HISTOIRE DE WOIPPY - PETIT HISTORIQUE

La fondation de WOIPPY remonte probablement à l’époque gallo-romaine, autour d’un domaine agricole (villa) situé le long de la voie Metz-Trèves, et dont les spécialistes de la toponymie pensent qu’il appartenait à un propriétaire du nom de Wapus. La première mention écrite du nom figure dans un bref du pape Calixte II daté de 1123, orthographié Guapéio. Mais pendant longtemps on ignorait à quand y remontait la présence humaine : c’est désormais chose faite, grâce aux fouilles archéologiques menées sur le ban de la commune à l’automne 2007 par le Pôle d’archéologie préventive de la CA2M, sur le projet de ZAC des Côteaux (2,9 hectares). Ces fouilles ont permis de faire découvrir des traces d’activités humaines datant du néolithique et du Premier âge du fer.

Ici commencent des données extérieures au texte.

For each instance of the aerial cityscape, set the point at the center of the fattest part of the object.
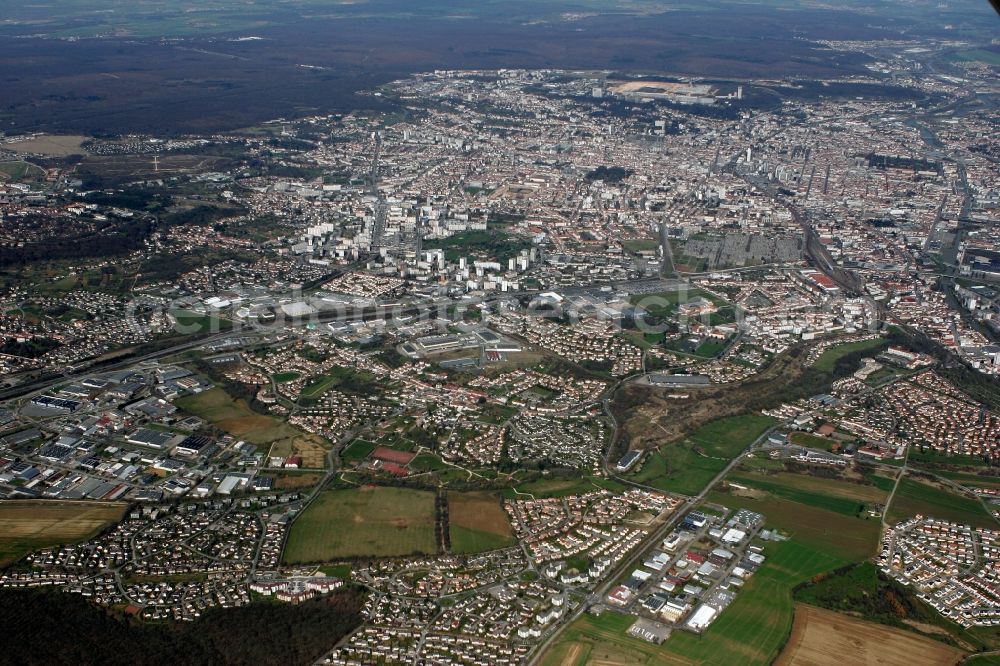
(553, 333)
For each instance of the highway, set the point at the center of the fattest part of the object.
(637, 554)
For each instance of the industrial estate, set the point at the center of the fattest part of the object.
(544, 367)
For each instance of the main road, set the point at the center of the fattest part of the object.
(640, 550)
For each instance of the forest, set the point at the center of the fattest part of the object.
(58, 628)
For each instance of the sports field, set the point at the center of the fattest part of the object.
(477, 522)
(825, 638)
(360, 522)
(28, 525)
(235, 417)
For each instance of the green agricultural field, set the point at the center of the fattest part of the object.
(641, 245)
(356, 451)
(751, 631)
(933, 459)
(347, 380)
(561, 487)
(977, 55)
(828, 359)
(363, 522)
(477, 522)
(677, 468)
(811, 441)
(915, 497)
(28, 525)
(727, 437)
(235, 417)
(427, 462)
(689, 466)
(846, 538)
(189, 323)
(843, 497)
(602, 640)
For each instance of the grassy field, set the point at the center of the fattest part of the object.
(915, 497)
(57, 145)
(665, 303)
(935, 459)
(811, 441)
(826, 638)
(828, 359)
(641, 244)
(847, 538)
(689, 466)
(841, 497)
(477, 522)
(751, 631)
(235, 417)
(312, 449)
(19, 170)
(754, 628)
(356, 451)
(189, 323)
(27, 525)
(362, 522)
(296, 480)
(560, 487)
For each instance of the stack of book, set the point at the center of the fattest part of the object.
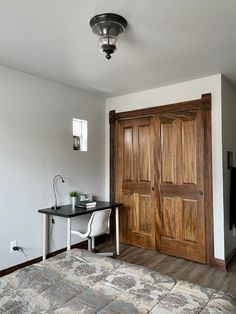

Sondages archéologiques sur la ZAC des Côteaux

Précisons d’abord que la commune de Woippy possède un environnement archéologique riche, dont les vestiges s’étendent des périodes protohistoriques au Moyen Âge : âge du Bronze final, c’est-à-dire du XIIe au IXe s. av.J-C. (route de Thionville et lieu-dit Saint-Vincent), Premier âge du Fer ou Hallstatt, soit VIIIe-VIIe s. av.J-C. (Barreau de La Maxe et Grandes Tapes), Second âge du Fer ou La Tène, c’est-à-dire à partir du VIe s. av.J-C. (nécropole de Saint-Vincent et Bellevue), époque gallo-romaine (vestige d’une villa à Saint-Vincent), époque mérovingienne (Grandes Tapes). Cependant, trois occupations humaines antérieures aux périodes protohistoriques ont été identifiées sur le site de la ZAC des Côteaux, ce qu’attestent trois outils taillés dans des galets de quartzite de la Moselle, dont un racloir, datés du Moustérien (– 50 000 ans), des outils agricoles de l’époque du Rubané (début du Néolithique, – 5300 à – 4900) et des du Néolithique moyen (– 4400 à – 4300).
L’analyse des restes de graines, noyaux de fruits et coquilles a permis d’identifier l’orge vêtue, le blé épeautre, le millet commun et la lentille. À la fin du Premier âge du Fer, l’environnement naturel de Woippy est essentiellement composé de parcelles agricoles et de prairies ; la culture du millet se pratique sur de petites surfaces, tandis que les autres céréales peuvent être produites de manière extensive. Les hommes présents à Woippy avaient un régime alimentaire basé sur la consommation des céréales, mais ils cultivaient sans doute des légumineuses dans de petits jardins. Le millet et l’orge pouvaient également être utilisés comme fourrage d’hiver pour le bétail. Nous sommes donc en présence d’un établissement agro-pastoral situé à proximité d’une forêt humide (dont l’existence est révélée par l’analyse des pollens : aulne, noisetier, chêne).
Les vestiges de la ZAC des Côteaux sont caractéristiques des habitats de l’extrême fin du Premier âge du Fer : bâtiment à quatre et à six poteaux, silos, fosses. L’habitat, construit en matériaux périssables, présente des vestiges discrets. Petite installation agro-pastorale, Woippy se distingue par la présence de nombreuses structures de stockage : silos, greniers et grandes jattes semi enterrées permettaient une conservation des récoltes à la fois souterraine et aérienne. Le bâti de l’époque se constitue d’une ossature de bois badigeonnée de torchis. Les archéologues ont pu recenser sur le site six silos d’un volume de 4 m3 et pouvant contenir environ trois tonnes de céréales, deux bâtiments à six poteaux et six petits établissements surélevés assimilés à des greniers.
L’activité domestique est illustrée par la présence d’objets évoquant des activités de tissage (quatre fusaïoles et un peson servant au lestage des fils), de production de poterie (5163 tessons, soit 81 kilos) et de mouture du grain. La poterie se répartit en céramique de stockage et en céramique à vocation culinaire (nombreuses écuelles à bord rentrant et de pots de formes diverses) ; une assiette et plusieurs coupes ornées de peinture rouge évoquent une production plus fine (vaisselle de présentation).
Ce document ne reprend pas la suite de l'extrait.